The child has “wake up and see what Santa brought” with one parent, and has a
later Christmas with the other. In even-numbered years Mom might have the child
from Christmas Eve through the morning of Christmas Day, with Dad picking the
child up at noon. In odd-numbered years, that schedule would reverse.
- Parents should tell the child
what the schedule is in advance so that he knows what to expect.
- Children whose parents are divorcing feel a lack of
control. They feel as though they have no voice in whether or not their family
stays together. Giving your child some control over how he spends his holiday
time with you lessens the stress of feeling out of control. This can be
especially important for older children. The time scheduled for the child with
the non-custodial parent might be a time when they would rather be hanging out
with friends. Parents should consider giving their child the option of bringing
a friend along. In the alternative, parents might plan activities with friends
during their holiday parenting time.
- Parents should focus on
keeping the time together simple to avoid overwhelming the child.
- Allowing your child to have an active role in planning
any holiday activities will alleviate some of those out of control feelings
your child may have.
- Parents should be open to the
child’s sadness or frustration and allow the child to vent. Let your child know
that he is safe expressing his feelings, especially any sad or negative
feelings. Let you child know that you understand and that his feelings are
normal. It’s important to remain emotionally available and willingness to
listen. Acknowledge and validate your child’s feelings to relieve a great
amount of the sadness your child may be feeling.

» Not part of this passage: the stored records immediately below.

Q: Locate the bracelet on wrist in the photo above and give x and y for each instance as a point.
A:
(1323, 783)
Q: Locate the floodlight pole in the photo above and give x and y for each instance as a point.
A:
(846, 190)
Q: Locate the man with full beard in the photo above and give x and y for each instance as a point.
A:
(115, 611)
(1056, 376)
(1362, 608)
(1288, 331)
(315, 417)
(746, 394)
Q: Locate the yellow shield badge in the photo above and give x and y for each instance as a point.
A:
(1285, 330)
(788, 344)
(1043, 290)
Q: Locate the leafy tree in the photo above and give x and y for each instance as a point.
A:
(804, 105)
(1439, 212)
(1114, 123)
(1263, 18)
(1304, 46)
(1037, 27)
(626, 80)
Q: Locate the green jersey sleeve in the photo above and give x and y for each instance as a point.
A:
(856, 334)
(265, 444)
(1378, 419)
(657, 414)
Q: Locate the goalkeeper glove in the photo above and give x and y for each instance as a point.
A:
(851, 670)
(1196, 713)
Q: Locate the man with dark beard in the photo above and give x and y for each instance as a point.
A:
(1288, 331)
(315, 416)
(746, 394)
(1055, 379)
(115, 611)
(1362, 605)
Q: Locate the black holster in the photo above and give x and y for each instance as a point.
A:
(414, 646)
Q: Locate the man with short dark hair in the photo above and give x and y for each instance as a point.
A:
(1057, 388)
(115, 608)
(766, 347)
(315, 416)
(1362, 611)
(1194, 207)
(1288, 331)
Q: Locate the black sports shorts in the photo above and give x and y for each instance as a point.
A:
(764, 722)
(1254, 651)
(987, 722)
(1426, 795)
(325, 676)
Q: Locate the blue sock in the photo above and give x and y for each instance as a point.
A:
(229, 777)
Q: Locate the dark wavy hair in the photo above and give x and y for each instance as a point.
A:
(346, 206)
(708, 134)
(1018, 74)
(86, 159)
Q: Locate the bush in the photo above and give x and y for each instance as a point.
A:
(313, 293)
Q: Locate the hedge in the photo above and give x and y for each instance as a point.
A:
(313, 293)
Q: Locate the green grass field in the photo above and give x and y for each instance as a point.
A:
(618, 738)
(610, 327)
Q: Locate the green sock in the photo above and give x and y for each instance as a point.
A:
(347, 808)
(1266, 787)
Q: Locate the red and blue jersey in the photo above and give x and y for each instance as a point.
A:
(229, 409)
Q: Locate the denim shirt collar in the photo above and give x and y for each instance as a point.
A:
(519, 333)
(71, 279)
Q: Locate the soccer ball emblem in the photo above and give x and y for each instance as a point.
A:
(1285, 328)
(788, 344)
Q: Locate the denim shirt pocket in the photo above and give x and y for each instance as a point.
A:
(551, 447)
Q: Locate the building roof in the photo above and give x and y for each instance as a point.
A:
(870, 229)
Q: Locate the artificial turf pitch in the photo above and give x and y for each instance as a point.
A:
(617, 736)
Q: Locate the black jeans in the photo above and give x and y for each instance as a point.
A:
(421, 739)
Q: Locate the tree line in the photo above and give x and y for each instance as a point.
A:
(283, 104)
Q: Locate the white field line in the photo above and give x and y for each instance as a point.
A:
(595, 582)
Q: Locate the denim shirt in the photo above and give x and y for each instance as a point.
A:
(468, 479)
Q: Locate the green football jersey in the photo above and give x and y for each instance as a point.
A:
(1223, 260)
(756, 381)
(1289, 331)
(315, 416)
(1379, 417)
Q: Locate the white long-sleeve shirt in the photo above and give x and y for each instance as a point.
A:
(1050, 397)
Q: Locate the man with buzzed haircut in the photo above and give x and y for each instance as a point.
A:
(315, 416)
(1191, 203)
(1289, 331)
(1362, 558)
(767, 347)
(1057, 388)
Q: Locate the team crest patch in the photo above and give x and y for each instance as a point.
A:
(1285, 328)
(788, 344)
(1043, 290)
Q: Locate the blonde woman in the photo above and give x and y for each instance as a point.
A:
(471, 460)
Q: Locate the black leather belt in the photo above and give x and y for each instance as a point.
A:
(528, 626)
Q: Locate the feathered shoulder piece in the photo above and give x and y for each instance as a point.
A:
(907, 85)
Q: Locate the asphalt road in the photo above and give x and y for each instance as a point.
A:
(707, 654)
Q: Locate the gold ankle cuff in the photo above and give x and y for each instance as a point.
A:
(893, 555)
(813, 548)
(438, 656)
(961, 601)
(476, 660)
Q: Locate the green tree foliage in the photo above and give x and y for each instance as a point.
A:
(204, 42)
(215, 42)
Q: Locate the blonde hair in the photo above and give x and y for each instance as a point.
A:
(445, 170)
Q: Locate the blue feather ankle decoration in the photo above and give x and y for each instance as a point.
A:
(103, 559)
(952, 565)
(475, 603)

- Encourage the child to embrace
his expanded and/or extended family and the fact that he gets to celebrate the
holidays twice.
- Neither parent should
over-indulge the child with too many presents or candy; this is not healthy for
anyone.
- Parents should not compete
with each other over who gets the child a "better gift." If parents
are able to communicate, they should plan gift-giving together to ensure
even-handedness.
- Even though holidays are
stressful, parents should put aside their differences and should not argue with
each other in front of the child.
- Parents can share holiday
traditions and lore to teach the child what the holiday is truly about. This
will help the child to appreciate the experience. This may involve making new
holiday traditions.
- Parents might plan fun outings
during the holiday season. Some families center their traditions around
gift-opening on Christmas Eve rather than Christmas Day. That makes sharing the
holidays even easier.
- Parents should consider making
new traditions such as caroling, ice skating, or catching a new movie in
between the holidays to minimize the importance of a single big celebration.
- Parents should acknowledge
that most children want and need contact with both of their parents. This is
especially true during the holidays.
- Parents should allow the child
to have phone or email contact with the other parent, especially on the holiday
itself.
- Parents should focus on loving
and celebrating the child during these special times.
Whatever parents do during the holidays, they should
keep foremost in their minds that holidays are meant to be magical for
children. They should be attuned to their child’s emotions during this
sensitive time. The holidays are a good time for parents embroiled in
separation disagreements to find a common ground, to put aside their
differences, and allow their child to enjoy the magic of the season. Showing your
child compassion for the sadness he is experiencing and teaching him coping
strategies will not only help him through this first, post divorce holiday
season but also long after the holidays pass.